I have a superclass with a class defined inside it. like:
class A {
public:
class B {public: bool value;};
A() {
DoStuff(b_);
}
B b_;
private:
virtual void DoStuffImpl(B& b) = 0;
void DoStuff(B& b) { return DoStuffImpl(b); }
};
class X : public A {
// ...
private:
virtual void DoStuffImpl(B& b);
void UseBForSomethingElse(B& b);
};
void X::DoStuffImpl(B& b) {
UseBForSomethingElse(b);
}
void X::UseBForSomethingElse(B& b) {
b.value = true;
}
int main(){
X x;
return x.b_.value;
}
My compiler seems to understand that DoStuffImpl()
just fine. But, when I added UseBForSomethingElse()

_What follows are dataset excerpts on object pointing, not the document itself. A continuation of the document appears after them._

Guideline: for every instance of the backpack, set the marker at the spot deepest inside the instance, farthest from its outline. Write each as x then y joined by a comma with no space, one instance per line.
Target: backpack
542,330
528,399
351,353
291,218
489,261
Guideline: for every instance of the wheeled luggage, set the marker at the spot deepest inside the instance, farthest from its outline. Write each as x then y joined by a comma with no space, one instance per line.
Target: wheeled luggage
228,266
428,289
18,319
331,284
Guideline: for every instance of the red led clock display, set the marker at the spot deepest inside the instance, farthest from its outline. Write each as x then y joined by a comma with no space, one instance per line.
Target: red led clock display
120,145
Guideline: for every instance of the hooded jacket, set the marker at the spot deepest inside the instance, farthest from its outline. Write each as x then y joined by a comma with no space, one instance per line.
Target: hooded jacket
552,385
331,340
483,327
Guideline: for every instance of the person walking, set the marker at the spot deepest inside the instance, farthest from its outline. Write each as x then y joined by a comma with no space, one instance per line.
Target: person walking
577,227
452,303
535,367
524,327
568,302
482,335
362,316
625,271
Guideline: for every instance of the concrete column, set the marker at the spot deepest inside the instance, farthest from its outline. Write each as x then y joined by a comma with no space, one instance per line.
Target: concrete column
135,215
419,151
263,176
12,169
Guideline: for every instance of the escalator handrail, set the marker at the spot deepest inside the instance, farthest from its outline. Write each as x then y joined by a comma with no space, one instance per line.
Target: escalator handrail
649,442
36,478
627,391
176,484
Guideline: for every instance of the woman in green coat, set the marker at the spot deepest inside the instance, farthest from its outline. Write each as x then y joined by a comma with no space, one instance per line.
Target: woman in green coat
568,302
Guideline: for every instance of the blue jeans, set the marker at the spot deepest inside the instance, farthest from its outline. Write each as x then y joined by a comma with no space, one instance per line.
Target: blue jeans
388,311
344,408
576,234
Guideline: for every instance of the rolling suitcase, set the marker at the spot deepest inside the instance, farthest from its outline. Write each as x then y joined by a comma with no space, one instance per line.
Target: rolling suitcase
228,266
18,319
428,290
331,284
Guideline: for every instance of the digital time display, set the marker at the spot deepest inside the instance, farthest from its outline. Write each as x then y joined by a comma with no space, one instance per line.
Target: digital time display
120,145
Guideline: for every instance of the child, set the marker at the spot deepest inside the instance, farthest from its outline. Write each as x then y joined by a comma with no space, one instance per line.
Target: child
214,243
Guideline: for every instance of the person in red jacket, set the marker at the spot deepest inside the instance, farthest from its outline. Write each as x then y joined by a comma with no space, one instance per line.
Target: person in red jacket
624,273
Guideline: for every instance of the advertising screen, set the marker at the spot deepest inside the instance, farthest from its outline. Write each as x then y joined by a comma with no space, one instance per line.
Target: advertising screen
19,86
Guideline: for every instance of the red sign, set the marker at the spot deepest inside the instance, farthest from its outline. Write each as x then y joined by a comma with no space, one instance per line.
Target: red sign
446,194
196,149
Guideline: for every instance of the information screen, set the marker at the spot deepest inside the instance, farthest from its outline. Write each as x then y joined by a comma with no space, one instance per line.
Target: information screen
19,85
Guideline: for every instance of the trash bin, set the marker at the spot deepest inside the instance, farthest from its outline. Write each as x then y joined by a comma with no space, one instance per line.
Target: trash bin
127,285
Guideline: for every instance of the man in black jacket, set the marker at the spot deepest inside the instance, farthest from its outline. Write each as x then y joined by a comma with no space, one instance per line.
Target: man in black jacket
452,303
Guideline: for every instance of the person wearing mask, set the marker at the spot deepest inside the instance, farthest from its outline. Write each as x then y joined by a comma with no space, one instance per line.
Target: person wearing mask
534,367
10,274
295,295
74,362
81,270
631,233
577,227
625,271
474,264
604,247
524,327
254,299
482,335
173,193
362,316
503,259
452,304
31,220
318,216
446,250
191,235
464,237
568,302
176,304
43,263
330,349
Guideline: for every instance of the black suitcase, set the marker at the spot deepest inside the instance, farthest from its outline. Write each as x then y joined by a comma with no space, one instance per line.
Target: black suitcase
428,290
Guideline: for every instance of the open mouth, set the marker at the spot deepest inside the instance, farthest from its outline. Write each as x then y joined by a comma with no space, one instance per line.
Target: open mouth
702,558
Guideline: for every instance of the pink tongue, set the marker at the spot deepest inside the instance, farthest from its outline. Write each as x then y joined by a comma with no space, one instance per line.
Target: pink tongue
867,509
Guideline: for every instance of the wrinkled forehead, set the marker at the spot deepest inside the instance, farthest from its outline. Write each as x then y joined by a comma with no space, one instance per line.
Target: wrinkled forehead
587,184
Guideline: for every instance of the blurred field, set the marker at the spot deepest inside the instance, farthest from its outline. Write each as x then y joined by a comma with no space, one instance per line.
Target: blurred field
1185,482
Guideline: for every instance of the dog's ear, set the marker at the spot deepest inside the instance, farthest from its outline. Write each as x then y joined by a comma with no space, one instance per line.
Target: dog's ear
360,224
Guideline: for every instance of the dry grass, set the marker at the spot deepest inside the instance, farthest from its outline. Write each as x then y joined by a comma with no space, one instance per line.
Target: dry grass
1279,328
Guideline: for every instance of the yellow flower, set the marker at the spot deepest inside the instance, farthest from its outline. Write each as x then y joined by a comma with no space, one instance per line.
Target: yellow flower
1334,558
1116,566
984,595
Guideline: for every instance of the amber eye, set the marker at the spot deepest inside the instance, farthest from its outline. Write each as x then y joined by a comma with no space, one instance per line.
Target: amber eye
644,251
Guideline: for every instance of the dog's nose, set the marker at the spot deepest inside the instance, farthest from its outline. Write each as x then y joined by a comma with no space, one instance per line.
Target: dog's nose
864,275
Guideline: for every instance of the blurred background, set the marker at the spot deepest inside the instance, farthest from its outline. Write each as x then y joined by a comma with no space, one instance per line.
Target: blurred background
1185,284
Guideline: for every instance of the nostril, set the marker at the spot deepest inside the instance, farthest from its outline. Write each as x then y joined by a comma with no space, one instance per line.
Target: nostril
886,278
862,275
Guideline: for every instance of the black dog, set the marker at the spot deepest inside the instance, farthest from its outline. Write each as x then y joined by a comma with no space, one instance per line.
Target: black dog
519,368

, the compiler could not find the definition for the B
class. I tried to further specify by doing bool UseBForSomethingElse(A::B& b)
. This compiled, but then failed during linking.
How do I correctly specify the parent B
, and why does it work for the virtual function but not the other one?
Your updated post doesn't properly qualify UseBForSomethingElse().
void UseBForSomethingElse(const B& b)
should be
void X::UseBForSomethingElse(const B& b)
Once this is fixed, you still have a problem (and heaven help me if I get this wrong).
You're firing a virtual method from a base class constructor without the derived class finishing construction. I.e, UseBForSomethingElse (non-virtual) is fired from DoStuffImpl() (virtual, pure @ A, defined in X) before X is finished base-construction (you're, in fact in X's base-construction when you make the call). This will trigger a 'pure virtual function called' since X's vtable isn't fixed up until its constructor is actually entered.
This does happen on my machine as well, btw.